Histoire de Montdidier
Livre I - Pièce justificative 53
par Victor de Beauvillé
Pièce justificative 53
Discours du prévôt de la Villette au prince de Condé.
1653.
« Monseigneur, nous venons ici pour rendre nos très humbles respects à votre altesse royale, et lui representer les justes ressentimens et indispensable necessité où nous nous trouvons aujourd'huy engagés à ne pouvoir pas luy accorder ce qu'elle souhaite de nous sans perdre l'honneur que nos pères et nous-mesmes nous nous sommes acquis par la fidélité inviolable que les uns et les autres ont toujours fait paroître pour leur roy et l'Estat, on ne peut estre téméraire quand cette mesme necessité nous oblige à faire nostre devoir pour nous sauver d'un reproche éternel, entre vaincre et mourir il n'y a pas souvent d'honorable milieu ; n'envisagez pas, s'il vous plaist, Monseigneur, le nombre des habitans de la ville, mais plustot leur courage et leur resolution : le desespoir donne souvent de la force aux plus faibles, et du courage aux plus timides pour les tirer du precipice dont ils sont menacés : Una salus victis, nullam sperare salutem.
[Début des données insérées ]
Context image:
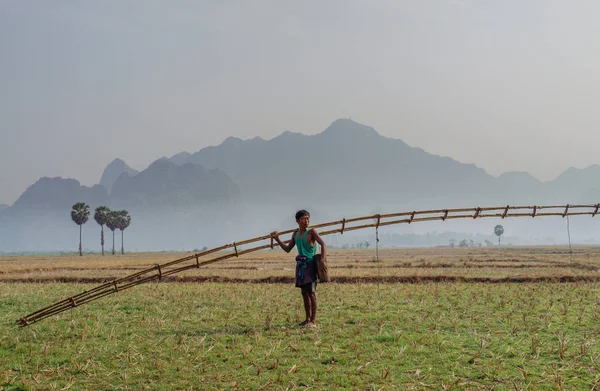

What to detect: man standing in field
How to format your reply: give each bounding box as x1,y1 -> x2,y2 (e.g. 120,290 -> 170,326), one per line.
272,210 -> 327,329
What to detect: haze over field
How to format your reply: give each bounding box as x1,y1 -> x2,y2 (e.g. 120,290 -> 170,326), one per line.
2,2 -> 600,251
1,118 -> 599,252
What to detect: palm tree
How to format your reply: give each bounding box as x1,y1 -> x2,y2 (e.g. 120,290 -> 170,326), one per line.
71,202 -> 90,256
115,210 -> 132,255
106,210 -> 119,255
94,206 -> 111,256
494,224 -> 504,245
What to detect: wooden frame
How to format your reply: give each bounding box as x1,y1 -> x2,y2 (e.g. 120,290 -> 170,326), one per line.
16,203 -> 600,327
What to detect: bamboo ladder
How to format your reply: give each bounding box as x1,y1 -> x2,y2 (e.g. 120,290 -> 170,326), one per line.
16,203 -> 600,327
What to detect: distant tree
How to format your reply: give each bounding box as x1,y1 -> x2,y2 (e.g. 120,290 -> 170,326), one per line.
484,239 -> 494,247
449,238 -> 456,248
106,210 -> 119,255
459,239 -> 469,248
71,202 -> 90,256
94,206 -> 111,256
115,210 -> 132,255
494,224 -> 505,245
364,241 -> 370,249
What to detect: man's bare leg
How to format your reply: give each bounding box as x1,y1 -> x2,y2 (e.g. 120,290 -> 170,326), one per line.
307,292 -> 318,328
300,292 -> 311,326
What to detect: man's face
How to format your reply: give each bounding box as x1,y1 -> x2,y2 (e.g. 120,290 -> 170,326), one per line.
297,215 -> 310,229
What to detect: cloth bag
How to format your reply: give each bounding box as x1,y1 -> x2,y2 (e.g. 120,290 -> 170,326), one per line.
313,254 -> 329,282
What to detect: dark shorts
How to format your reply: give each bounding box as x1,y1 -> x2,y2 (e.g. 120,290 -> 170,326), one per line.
295,256 -> 317,287
300,282 -> 317,294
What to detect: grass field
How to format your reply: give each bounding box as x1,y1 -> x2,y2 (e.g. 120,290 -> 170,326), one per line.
3,247 -> 600,390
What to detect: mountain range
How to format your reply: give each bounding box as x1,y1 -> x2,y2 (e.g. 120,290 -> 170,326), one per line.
1,118 -> 599,252
100,119 -> 600,211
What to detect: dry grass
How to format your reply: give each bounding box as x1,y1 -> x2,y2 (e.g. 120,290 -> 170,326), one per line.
1,246 -> 599,283
6,247 -> 600,389
6,280 -> 600,390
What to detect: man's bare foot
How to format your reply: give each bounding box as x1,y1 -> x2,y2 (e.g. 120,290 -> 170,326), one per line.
298,320 -> 309,327
305,321 -> 317,329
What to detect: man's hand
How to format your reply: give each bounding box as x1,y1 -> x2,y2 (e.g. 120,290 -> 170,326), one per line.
270,231 -> 279,241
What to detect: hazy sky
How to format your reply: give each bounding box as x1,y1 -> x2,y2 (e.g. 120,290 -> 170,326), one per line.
2,1 -> 600,205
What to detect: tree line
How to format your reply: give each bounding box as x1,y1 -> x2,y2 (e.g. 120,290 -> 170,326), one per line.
70,202 -> 131,256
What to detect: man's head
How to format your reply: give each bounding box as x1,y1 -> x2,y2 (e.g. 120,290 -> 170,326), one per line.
295,209 -> 310,229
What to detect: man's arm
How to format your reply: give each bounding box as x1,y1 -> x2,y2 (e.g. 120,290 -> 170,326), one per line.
271,231 -> 296,253
311,229 -> 327,260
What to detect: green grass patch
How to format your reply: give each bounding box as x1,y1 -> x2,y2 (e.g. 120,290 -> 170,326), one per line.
3,282 -> 600,390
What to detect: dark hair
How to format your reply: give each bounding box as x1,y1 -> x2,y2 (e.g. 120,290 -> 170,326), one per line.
295,209 -> 310,221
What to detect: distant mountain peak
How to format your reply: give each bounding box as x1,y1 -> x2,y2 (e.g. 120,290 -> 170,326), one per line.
222,136 -> 243,145
99,158 -> 139,192
220,135 -> 268,148
14,176 -> 108,209
497,171 -> 539,180
170,151 -> 192,166
553,164 -> 600,183
103,158 -> 136,171
271,130 -> 303,141
320,118 -> 380,138
110,156 -> 240,209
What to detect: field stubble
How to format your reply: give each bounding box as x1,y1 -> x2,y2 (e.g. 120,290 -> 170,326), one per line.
3,247 -> 600,390
1,246 -> 600,283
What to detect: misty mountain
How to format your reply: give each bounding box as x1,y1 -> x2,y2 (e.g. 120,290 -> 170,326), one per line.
11,177 -> 108,211
492,171 -> 543,204
3,118 -> 600,252
166,119 -> 600,211
0,178 -> 109,252
168,119 -> 497,212
169,152 -> 193,166
492,166 -> 600,206
109,158 -> 241,209
0,204 -> 8,211
4,160 -> 239,214
548,165 -> 600,203
99,158 -> 139,192
495,171 -> 541,187
0,159 -> 242,252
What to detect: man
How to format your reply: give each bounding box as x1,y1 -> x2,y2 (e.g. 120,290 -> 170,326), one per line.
272,209 -> 327,328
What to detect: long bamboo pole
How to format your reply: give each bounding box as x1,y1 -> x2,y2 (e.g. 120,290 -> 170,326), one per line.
16,203 -> 600,327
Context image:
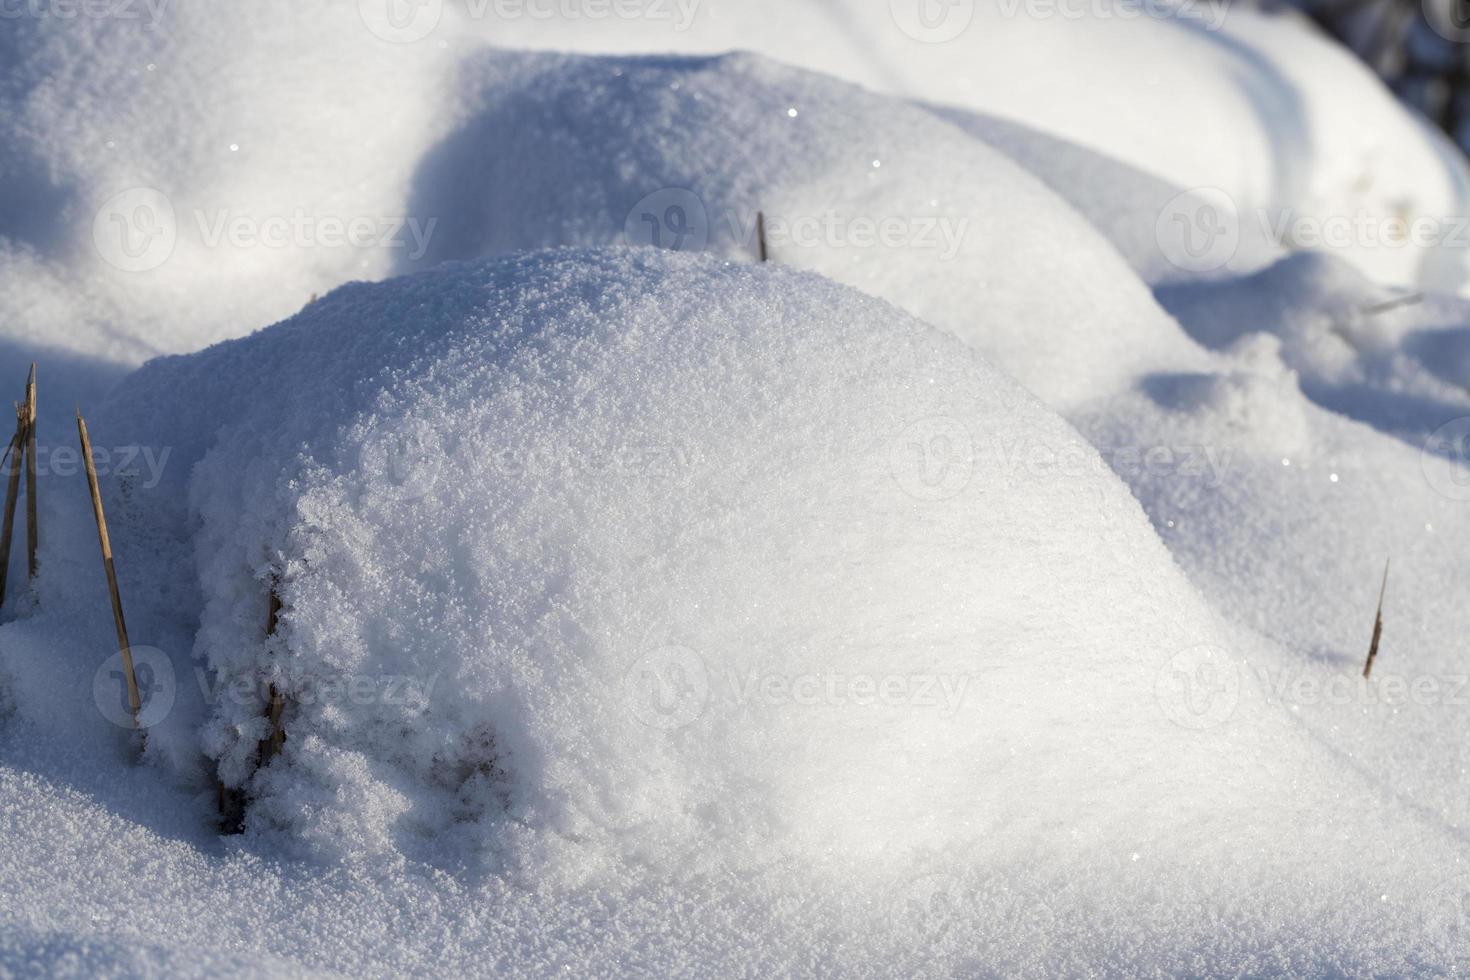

Vous sçavez, Monseigneur, que traiter humainement ceux qu'on a subjugués, leur conserver leur privilège et les soulager des tributs, c'est les vaincre deux fois, l'une par les armes et l'autre par la douceur ; c'est alléger les chaînes des nations vaincues, et composer celles qui doivent serrer les autres ; il y en a autant qui se rendent à la générosité qu'à la force, le désespoir s'arme quelquefois contre le vainqueur qui aime le sang.
Si nous voulons conserver la place dans l'obeissance du roy, c'est pour ne point perdre un fleuron de votre couronne, puisque votre sang est celui mesme de notre invincible monarque : quel profit, quelle utilité reviendra-t-il a vostre altesse, quand elle aura donné la ville au pillage ? Elle se verra alors contrainte d'estre le compagnon, ou le spectateur de tous ces desordres, n'en pouvant estre ny le juge ny le medecin ; nous sommes tous persuadés du contraire, que vous considererez, s'il vous plaist, Monseigneur, nos justes ressentimens, et qu'une ame aussi généreuse que la vostre ne voudra point perdre aujourdhuy l'heritage de ses illustres ayeulx qui ont autrefois possedés dans Montdidier le fief des grandes Tournelles d'où sont mouvantes plus de cinquante terres nobles et très considerables, le lieu de Guerbigny ou vous êtes maintenant, et les villages d'alentour estoient encore de leur ancien domaine. Enfin que Votre Altesse voie ce que nous pouvons pour son service, nous luy accorderons volontiers. »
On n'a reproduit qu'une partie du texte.